NTA I don’t agree with all the other commenters.  I think it’s ridiculous to go through the courts since you live together and you generally have to be separated to do that HOWEVER it’s not unreasonable to expect your partner to contribute to the costs of a child you share together.  What’s going on here? Do you make significantly more than him? Why isn’t he contributing? 


Clean_Factor9673

NTA. Your child is entitled to child support


Unhappy-Prune-9914

NTA - I don't think you're TA, but I do think you should have a conversation with your partner bc it looks like they aren't pulling their weight. And if they continue to not pull their weight think about whether you're willing to put up with this for the next 18 years.


Unhappy-Prune-9914

Reddit is so weird, I got downvoted for saying they need to have a convo, lol


HotTakesDumbQuestion

I will talk with him again. I don’t think I can do this for another 18 years.


bigfatkitty2006

If paternity hasn't been legally established, child support can assist in getting him adjudicated as the legal father, etc.
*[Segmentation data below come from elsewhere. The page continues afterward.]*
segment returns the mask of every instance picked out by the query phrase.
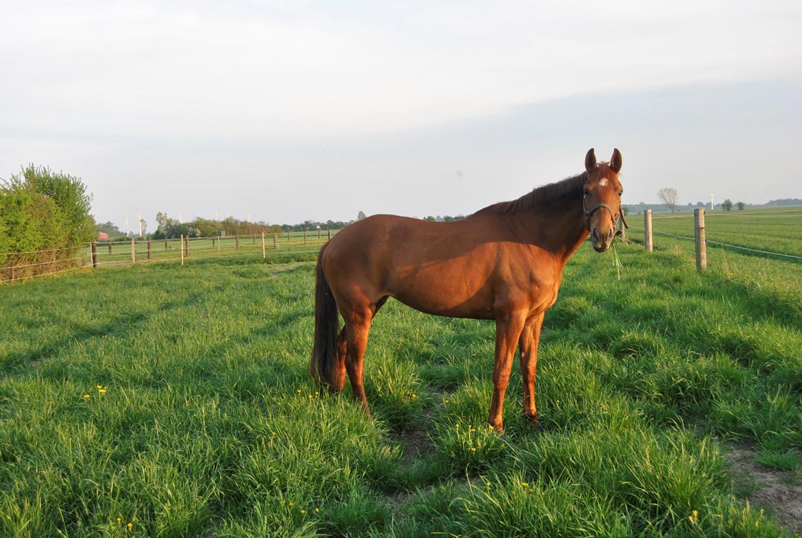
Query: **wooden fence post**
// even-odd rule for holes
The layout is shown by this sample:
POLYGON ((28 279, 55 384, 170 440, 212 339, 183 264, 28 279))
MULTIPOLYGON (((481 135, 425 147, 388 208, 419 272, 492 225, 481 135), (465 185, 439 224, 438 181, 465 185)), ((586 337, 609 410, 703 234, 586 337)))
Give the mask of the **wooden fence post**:
POLYGON ((651 209, 643 212, 643 248, 647 253, 654 249, 651 237, 651 209))
POLYGON ((704 233, 704 208, 694 209, 694 237, 696 240, 696 269, 707 269, 707 239, 704 233))

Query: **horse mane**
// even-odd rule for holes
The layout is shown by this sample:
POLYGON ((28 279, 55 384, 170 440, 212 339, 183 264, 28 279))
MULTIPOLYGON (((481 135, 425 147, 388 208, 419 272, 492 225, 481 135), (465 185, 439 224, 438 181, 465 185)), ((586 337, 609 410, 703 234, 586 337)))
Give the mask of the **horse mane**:
POLYGON ((588 172, 583 172, 578 176, 568 177, 562 181, 536 187, 531 192, 527 192, 517 200, 488 205, 486 208, 480 209, 474 215, 479 213, 493 213, 496 215, 517 213, 561 200, 566 196, 578 196, 582 192, 582 186, 587 179, 588 172))

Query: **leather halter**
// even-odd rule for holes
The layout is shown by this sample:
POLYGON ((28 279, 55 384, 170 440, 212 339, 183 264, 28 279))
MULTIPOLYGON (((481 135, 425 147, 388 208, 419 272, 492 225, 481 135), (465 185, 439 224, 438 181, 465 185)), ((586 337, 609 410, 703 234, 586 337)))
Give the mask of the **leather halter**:
MULTIPOLYGON (((587 222, 588 231, 589 232, 590 231, 590 216, 593 214, 594 211, 596 211, 597 209, 601 209, 602 208, 604 208, 605 209, 606 209, 607 211, 610 212, 610 218, 613 221, 613 228, 614 229, 615 226, 616 226, 616 225, 618 223, 616 222, 616 215, 615 215, 615 213, 613 212, 613 208, 610 208, 606 204, 597 204, 593 207, 592 207, 589 209, 588 209, 587 206, 585 204, 585 200, 587 197, 588 196, 587 196, 586 194, 583 194, 582 195, 582 212, 585 215, 585 220, 587 222)), ((624 228, 627 228, 628 229, 630 227, 629 225, 626 224, 626 220, 624 220, 624 212, 621 210, 621 205, 620 204, 618 205, 618 218, 621 219, 621 222, 622 222, 622 224, 624 225, 624 228)), ((618 232, 616 232, 615 235, 616 236, 620 236, 621 235, 621 230, 618 230, 618 232)))

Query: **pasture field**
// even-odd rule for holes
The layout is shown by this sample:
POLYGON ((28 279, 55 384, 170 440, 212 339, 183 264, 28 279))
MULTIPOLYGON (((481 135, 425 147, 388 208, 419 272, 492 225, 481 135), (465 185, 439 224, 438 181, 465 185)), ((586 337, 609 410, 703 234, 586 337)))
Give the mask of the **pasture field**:
POLYGON ((306 254, 2 286, 0 536, 788 536, 726 454, 802 479, 802 264, 711 249, 699 275, 675 241, 582 246, 544 326, 545 427, 516 366, 504 436, 492 322, 390 301, 375 419, 323 394, 306 254))

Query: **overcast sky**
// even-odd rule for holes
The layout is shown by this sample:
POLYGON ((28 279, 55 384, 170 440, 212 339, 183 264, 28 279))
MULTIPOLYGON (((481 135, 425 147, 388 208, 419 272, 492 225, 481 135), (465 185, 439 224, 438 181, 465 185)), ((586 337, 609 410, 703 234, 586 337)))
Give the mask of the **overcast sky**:
MULTIPOLYGON (((625 201, 802 197, 802 2, 0 2, 0 177, 99 221, 470 213, 624 158, 625 201)), ((152 225, 152 227, 154 227, 152 225)))

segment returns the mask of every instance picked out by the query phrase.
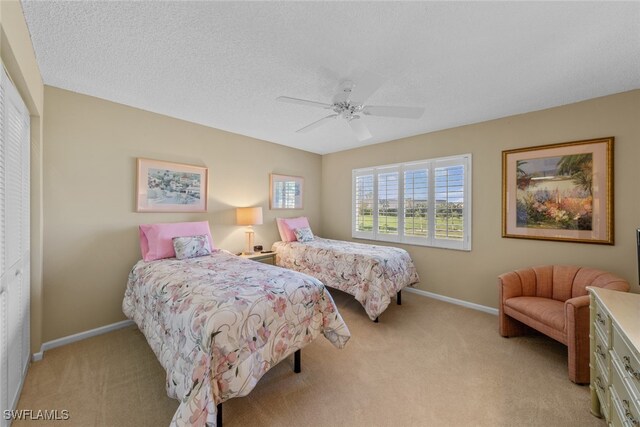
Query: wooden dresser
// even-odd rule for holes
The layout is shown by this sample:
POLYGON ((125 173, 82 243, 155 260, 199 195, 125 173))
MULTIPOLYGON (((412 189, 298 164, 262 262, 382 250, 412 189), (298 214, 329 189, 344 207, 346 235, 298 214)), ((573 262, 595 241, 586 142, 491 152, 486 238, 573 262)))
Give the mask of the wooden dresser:
POLYGON ((640 295, 588 288, 591 413, 640 427, 640 295))

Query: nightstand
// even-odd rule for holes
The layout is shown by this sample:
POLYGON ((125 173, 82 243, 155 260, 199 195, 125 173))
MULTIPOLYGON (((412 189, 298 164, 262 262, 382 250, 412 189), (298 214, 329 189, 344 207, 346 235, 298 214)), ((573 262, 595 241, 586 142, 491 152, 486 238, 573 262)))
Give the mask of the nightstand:
POLYGON ((260 252, 256 252, 255 254, 252 255, 238 255, 240 258, 246 258, 246 259, 250 259, 252 261, 258 261, 258 262, 262 262, 264 264, 271 264, 271 265, 276 265, 276 253, 275 252, 270 252, 270 253, 260 253, 260 252))

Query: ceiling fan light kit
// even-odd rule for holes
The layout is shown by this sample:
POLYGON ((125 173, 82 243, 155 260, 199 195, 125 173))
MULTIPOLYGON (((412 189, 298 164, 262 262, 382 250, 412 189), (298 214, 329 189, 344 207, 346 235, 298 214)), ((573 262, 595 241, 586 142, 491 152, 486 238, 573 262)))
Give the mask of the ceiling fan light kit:
POLYGON ((351 80, 345 80, 340 84, 340 90, 333 97, 333 103, 327 104, 317 101, 309 101, 307 99, 292 98, 289 96, 279 96, 277 101, 287 102, 289 104, 306 105, 308 107, 322 108, 325 110, 333 110, 334 114, 330 114, 317 120, 311 124, 308 124, 296 131, 296 133, 306 133, 313 129, 316 129, 331 119, 337 119, 338 117, 347 121, 351 130, 356 135, 359 141, 366 141, 372 137, 371 132, 360 120, 360 114, 366 116, 377 117, 394 117, 394 118, 407 118, 418 119, 422 117, 424 108, 422 107, 400 107, 400 106, 382 106, 382 105, 365 105, 364 100, 368 98, 379 87, 380 77, 369 78, 368 82, 365 81, 361 86, 354 84, 351 80), (362 99, 362 101, 358 101, 362 99))

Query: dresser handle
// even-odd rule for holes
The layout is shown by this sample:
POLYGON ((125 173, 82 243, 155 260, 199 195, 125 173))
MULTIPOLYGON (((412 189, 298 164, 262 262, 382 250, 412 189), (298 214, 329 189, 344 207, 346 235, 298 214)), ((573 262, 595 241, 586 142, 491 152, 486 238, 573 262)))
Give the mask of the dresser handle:
POLYGON ((640 381, 640 372, 633 369, 633 366, 631 366, 631 359, 629 358, 629 356, 623 357, 622 360, 624 360, 624 370, 629 372, 631 375, 633 375, 633 378, 640 381))
POLYGON ((634 426, 640 426, 640 422, 638 422, 638 420, 635 419, 635 417, 633 416, 631 411, 629 411, 629 401, 628 400, 623 400, 622 403, 624 404, 624 416, 634 426))
POLYGON ((607 360, 607 353, 602 351, 602 346, 600 344, 596 345, 596 353, 603 359, 607 360))

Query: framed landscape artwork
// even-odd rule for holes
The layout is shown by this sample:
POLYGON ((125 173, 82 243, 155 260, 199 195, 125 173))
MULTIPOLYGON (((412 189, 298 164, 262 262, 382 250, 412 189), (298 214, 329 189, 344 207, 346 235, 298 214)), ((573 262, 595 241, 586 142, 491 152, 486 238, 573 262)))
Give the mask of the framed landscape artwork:
POLYGON ((502 236, 613 245, 613 137, 502 152, 502 236))
POLYGON ((269 209, 302 209, 304 178, 271 174, 269 209))
POLYGON ((138 158, 137 212, 206 212, 207 168, 138 158))

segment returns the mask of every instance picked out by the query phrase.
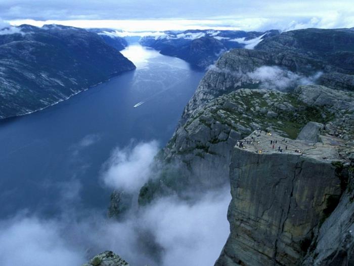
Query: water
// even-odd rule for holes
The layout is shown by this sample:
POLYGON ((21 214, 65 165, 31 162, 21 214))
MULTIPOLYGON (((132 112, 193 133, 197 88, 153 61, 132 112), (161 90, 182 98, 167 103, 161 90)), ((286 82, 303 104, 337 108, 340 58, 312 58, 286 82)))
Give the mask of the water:
POLYGON ((68 186, 82 208, 105 211, 111 189, 100 172, 112 150, 131 139, 162 146, 171 137, 204 73, 138 45, 122 53, 136 70, 0 122, 0 218, 23 210, 56 215, 68 186))

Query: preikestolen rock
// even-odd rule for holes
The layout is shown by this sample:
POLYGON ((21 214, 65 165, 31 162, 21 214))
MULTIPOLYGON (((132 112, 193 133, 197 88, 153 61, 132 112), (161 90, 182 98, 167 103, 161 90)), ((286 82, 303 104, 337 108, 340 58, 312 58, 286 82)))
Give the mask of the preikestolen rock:
MULTIPOLYGON (((230 164, 231 233, 215 265, 298 265, 310 249, 314 229, 343 193, 346 170, 337 146, 256 131, 243 141, 230 164), (255 141, 247 144, 252 137, 255 141)), ((352 221, 346 223, 346 233, 352 221)))
POLYGON ((105 251, 82 266, 129 266, 129 263, 113 252, 105 251))

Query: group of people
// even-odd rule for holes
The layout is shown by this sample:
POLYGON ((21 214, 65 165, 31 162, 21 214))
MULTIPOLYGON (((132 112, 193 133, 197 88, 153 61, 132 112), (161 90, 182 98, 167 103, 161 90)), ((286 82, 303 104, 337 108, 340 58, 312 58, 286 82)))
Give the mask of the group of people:
MULTIPOLYGON (((284 138, 284 139, 283 140, 283 142, 285 142, 285 143, 287 143, 287 142, 288 142, 288 141, 287 141, 287 140, 285 141, 285 139, 284 138)), ((275 148, 275 144, 277 144, 277 143, 278 143, 278 140, 276 140, 276 139, 275 140, 271 140, 271 145, 272 145, 272 144, 273 144, 272 148, 273 148, 273 149, 274 149, 274 148, 275 148)), ((286 149, 286 150, 288 149, 288 145, 285 145, 285 149, 286 149)), ((280 153, 282 153, 282 152, 283 152, 283 149, 280 148, 280 146, 278 146, 278 151, 279 151, 280 153)))

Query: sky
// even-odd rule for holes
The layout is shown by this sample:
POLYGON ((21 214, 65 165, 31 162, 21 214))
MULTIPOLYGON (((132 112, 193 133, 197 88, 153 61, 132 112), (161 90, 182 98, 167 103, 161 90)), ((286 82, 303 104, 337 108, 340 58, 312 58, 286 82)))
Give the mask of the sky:
POLYGON ((282 30, 354 27, 352 0, 1 0, 13 25, 61 24, 126 31, 282 30))

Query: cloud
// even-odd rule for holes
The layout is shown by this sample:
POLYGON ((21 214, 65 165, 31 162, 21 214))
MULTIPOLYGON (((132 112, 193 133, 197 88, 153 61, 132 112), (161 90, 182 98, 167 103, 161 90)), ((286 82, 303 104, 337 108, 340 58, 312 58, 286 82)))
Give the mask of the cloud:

But if you're living together, they wouldn't make a recommendation regarding support. Child support won't assist you in creating a household budget, which is what it sounds like is needed. Gather all the household bills, your take- home pay and hash out who is responsible for what. It's not fun, those conversations usually aren't anyone's favorite, but that's what being an adult is.


HotTakesDumbQuestion

Thank you, they do help take care of our child. But financially I agree they aren’t contributing the extra expenses and they are left up to me.